While Tom's Guide says the B750 looks "decidedly oblong," they admired its "gorgeous edge-to-edge bezel" and Computer Shopper feels the light-up touch controls "add a touch of class." The one snag in the design is the placement of things like the USB ports and headphone jacks, which Computer Shopper found "difficult to find by feel" and had them "craning our head or tugging the system toward" in order to insert a flash drive. Moving it around takes quite a bit of effort, too, as Tom's Guide says it sports "a large footprint" and CNET just finds it takes up "so much room."

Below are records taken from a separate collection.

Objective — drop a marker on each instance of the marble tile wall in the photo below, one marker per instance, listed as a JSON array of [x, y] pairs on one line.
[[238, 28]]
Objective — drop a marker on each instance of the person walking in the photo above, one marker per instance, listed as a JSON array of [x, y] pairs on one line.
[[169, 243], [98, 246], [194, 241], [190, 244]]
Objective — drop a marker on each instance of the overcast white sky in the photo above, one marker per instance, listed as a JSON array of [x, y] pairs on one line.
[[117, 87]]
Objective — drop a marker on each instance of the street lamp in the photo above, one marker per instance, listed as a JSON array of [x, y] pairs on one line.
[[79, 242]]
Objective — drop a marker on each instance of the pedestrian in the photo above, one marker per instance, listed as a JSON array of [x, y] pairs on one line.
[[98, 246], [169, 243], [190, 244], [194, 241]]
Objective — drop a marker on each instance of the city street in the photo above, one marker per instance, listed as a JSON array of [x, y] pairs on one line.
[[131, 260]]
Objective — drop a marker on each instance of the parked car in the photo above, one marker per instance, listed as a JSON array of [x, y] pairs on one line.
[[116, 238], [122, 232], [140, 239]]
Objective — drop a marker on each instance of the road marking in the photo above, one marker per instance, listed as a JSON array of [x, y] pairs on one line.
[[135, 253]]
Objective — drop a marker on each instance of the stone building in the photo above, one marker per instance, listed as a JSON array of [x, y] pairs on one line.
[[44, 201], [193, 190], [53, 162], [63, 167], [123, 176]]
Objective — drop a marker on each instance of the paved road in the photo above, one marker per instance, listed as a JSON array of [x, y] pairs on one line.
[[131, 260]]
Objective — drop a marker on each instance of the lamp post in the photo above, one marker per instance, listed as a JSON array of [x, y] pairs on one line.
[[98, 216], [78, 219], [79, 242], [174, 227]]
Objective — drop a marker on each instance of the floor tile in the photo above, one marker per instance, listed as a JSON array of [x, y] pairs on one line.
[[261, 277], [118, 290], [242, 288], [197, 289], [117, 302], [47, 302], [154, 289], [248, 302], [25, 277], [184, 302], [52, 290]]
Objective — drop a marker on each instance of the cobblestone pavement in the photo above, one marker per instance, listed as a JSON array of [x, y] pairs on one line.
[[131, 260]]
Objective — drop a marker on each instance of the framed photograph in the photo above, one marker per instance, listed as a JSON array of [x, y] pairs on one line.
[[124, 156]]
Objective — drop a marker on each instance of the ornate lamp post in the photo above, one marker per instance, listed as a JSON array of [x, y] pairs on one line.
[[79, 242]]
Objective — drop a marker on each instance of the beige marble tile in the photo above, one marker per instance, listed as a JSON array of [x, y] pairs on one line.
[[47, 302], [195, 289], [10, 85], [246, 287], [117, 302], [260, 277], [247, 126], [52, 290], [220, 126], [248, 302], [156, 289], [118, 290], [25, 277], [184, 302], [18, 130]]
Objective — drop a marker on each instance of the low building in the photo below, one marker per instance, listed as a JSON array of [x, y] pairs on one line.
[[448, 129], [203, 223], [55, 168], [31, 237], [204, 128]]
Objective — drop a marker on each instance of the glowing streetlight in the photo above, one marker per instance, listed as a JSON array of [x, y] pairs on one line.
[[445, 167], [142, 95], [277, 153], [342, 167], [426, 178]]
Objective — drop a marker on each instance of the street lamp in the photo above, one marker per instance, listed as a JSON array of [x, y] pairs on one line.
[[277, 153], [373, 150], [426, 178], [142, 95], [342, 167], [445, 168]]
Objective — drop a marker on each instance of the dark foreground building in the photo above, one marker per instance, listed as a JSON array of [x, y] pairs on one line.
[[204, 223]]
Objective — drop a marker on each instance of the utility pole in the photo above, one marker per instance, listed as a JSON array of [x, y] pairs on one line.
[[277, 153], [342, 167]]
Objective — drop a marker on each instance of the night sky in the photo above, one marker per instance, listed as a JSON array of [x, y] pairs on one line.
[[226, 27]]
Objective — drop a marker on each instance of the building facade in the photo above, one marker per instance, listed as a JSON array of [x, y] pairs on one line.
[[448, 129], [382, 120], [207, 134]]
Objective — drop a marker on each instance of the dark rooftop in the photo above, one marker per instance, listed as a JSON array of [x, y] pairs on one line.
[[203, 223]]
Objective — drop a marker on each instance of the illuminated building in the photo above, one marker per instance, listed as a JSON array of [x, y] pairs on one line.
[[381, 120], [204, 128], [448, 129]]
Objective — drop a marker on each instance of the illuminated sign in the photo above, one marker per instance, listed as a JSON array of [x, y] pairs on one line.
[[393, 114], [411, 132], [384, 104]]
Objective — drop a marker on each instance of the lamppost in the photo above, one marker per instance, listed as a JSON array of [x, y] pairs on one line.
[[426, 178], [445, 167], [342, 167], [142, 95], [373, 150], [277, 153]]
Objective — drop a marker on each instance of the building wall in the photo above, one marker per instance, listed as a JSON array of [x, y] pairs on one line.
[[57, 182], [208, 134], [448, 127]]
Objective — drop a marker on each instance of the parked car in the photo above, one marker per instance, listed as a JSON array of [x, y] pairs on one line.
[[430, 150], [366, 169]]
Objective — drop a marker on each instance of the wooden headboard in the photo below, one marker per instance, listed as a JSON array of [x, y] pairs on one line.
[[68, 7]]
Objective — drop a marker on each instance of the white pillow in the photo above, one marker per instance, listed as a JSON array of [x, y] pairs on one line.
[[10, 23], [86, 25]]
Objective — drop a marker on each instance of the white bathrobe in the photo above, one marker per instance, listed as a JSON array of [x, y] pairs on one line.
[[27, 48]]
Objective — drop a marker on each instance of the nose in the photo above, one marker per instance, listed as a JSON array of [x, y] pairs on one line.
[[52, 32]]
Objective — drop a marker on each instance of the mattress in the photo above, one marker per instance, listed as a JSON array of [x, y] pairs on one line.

That space isn't wasted, though, as the B750 does not under-deliver on specs. HotHardware discovered the system "posted solid scores in our synthetic benchmarks," and Computer Shopper says it "elbowed its way to the front in our CPU-crunching Cinebench test." In practical use, that means Tom's Guide "didn't experience a hint of stuttering when browsing the Web with multiple tabs open, streaming music and running a full system scan in McAfee Internet Security," though CNET notes pushing games to a higher resolution "caused a notable drop in performance." But even so, Hot Hardware thinks it's "a well-rounded machine that's capable of keeping pace with just about any task you throw at it."
Ultimately, the IdeaCentre is a good machine that looks good, performs well and Computer Shopper says the display is "a delight," with high contast and vlvid colors. Unfortunately, "the anti-intuitive absence of touch keeps us from giving this screen our highest recommendation."